Table of Contents
Definition / general | Essential features | Terminology | ICD coding | Epidemiology | Sites | Pathophysiology | Etiology | Clinical features | Diagnosis | Laboratory | Radiology description | Radiology images | Prognostic factors | Case reports | Treatment | Gross description | Gross images | Microscopic (histologic) description | Microscopic (histologic) images | Videos | Sample pathology report | Differential diagnosis | Additional references | Board review style question #1 | Board review style answer #1 | Board review style question #2 | Board review style answer #2Cite this page: Ravishankar S. Retroplacental hematoma with intraplacental extension (placental abruption).
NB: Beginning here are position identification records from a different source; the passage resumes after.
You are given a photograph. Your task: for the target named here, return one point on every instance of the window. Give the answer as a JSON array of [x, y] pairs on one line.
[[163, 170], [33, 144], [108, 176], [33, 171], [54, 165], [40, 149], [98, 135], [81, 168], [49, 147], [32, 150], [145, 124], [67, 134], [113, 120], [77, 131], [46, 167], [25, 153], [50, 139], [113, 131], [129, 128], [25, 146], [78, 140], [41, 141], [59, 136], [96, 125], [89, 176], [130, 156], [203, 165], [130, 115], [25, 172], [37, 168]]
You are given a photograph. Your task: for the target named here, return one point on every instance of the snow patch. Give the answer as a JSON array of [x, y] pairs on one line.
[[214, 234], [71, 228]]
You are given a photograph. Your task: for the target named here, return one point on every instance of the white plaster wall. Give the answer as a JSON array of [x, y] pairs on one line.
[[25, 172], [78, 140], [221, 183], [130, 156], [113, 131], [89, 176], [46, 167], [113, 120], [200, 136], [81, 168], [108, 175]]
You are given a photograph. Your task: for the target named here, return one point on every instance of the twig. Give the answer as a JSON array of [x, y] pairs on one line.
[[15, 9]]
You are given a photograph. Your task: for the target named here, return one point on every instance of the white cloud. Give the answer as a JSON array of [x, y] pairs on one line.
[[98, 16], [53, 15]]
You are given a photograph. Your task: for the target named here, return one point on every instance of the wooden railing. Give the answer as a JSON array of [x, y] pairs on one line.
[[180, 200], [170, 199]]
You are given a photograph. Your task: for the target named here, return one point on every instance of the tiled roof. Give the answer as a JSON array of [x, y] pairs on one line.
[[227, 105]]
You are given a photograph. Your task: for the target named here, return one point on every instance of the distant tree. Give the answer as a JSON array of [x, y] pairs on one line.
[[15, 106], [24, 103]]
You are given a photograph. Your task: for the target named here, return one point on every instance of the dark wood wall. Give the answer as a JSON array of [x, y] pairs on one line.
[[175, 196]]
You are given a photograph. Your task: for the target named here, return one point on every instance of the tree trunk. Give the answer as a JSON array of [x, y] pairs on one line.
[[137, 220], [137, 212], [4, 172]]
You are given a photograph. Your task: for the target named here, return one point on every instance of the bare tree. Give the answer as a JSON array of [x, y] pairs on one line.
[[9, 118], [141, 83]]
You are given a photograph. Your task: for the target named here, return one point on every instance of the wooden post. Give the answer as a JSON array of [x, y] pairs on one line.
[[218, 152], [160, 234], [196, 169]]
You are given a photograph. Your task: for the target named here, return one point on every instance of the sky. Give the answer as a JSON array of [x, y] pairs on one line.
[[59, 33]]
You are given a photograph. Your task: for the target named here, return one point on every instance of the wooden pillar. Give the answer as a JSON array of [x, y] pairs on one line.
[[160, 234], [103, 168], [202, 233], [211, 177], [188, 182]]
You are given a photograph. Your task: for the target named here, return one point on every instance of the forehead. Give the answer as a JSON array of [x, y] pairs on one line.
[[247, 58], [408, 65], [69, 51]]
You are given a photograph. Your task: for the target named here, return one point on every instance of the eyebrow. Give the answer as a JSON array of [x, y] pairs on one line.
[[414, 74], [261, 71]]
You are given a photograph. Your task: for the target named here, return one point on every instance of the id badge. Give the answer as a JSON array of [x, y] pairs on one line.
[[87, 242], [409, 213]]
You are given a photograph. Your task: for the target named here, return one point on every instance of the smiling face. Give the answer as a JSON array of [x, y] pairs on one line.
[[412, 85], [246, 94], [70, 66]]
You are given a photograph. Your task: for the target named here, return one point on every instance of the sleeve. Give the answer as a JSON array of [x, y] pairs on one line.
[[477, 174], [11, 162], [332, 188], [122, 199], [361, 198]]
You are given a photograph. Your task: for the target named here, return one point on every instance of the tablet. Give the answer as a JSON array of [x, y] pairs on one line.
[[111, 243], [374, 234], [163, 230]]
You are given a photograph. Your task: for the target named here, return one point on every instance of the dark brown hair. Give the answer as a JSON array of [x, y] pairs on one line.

PathologyOutlines.com website. https://www.pathologyoutlines.com/topic/placentaretroplacentalhematoma.html. Accessed November 27th, 2024.
Definition / general
- Loss of maternal vascular integrity, resulting in accumulation of maternal blood between the maternal surface of the placenta and the uterine wall after 20 weeks gestation and before delivery of the fetus / infant
Essential features
- Premature separation of the placenta from the uterine wall by maternal blood; strongly associated with maternal hypertensive disorders of pregnancy and maternal vascular malperfusion of the placenta
- 3 main categories: classic acute abruption, acute marginal abruption and chronic abruption
- Gross features: retroplacental hematoma (acute) / brown membrane staining and circumvallate membrane insertion (chronic)
- Microscopic features: intravillous hemorrhage, hematoma with underlying infarction (acute) / chorioamniotic hemosiderosis (chronic)
Terminology
- Abruptio placentae
- Acute / chronic abruption
- Acute / chronic marginal abruption
- Acute / chronic peripheral separation
ICD coding
- ICD-10: O45 - premature separation of placenta
Epidemiology
- Acute abruption: can occur at any gestational age but is most common between 24 - 26 weeks gestation (Obstet Gynecol 2006;108:1005)
- Rates are generally increasing in the U.S. and are highest in African American women (Am J Obstet Gynecol 2005;192:191)
- Higher incidence in hypertensive patients and those with prior abruption (Obstet Gynecol 1984;63:365, Acta Obstet Gynecol Scand 2011;90:140)
- Strong correlation with maternal vascular malperfusion; may be considered supporting evidence for that diagnosis
Sites
- Placenta
Pathophysiology
- Acute abruption
- Loss of maternal vascular integrity (assumed to be arterial - high pressure / flow) results in rapid, often massive hemorrhage and placental separation
- Acute marginal abruption (Obstet Gynecol Surv 1988;43:577)
- Predilection for venous bleeding at the margin of the placenta for unclear reasons
- Venous disruption at the margin leads to hemorrhage that dissects both retromembranously and subchorionically
- Chronic abruption
- Maternal vascular disruption, usually marginal and venous, for an extended duration leads to accumulation of blood clots and blood breakdown products (fibrin, hemosiderin)
Etiology
- Acute abruption: hypertension / hypertensive disorders of pregnancy (preeclampsia, etc.), smoking, cocaine abuse, trauma
- Acute marginal abruption: acute chorioamnionitis
- Chronic abruption: etiology is poorly understood; no clear risk factors are known
- Reference: Obstet Gynecol 2006;108:1005
Clinical features
- Preterm delivery
- Stillbirth
- Maternal hemorrhage
- Maternal disseminated intravascular coagulation
- Oligohydramnios (chronic abruption)
- Reference: Acta Obstet Gynecol Scand 2011;90:140
Diagnosis
- Clinical and pathologic diagnosis do not necessarily correlate
- Very acute abruptions may not have enough time to leave any placental evidence of their occurrence
- Marginal abruptions are often concealed / clinically silent and are only identified on pathologic examination
- Bloody amniotic fluid
- Couvelaire uterus (N Engl J Med 2020;383:1973)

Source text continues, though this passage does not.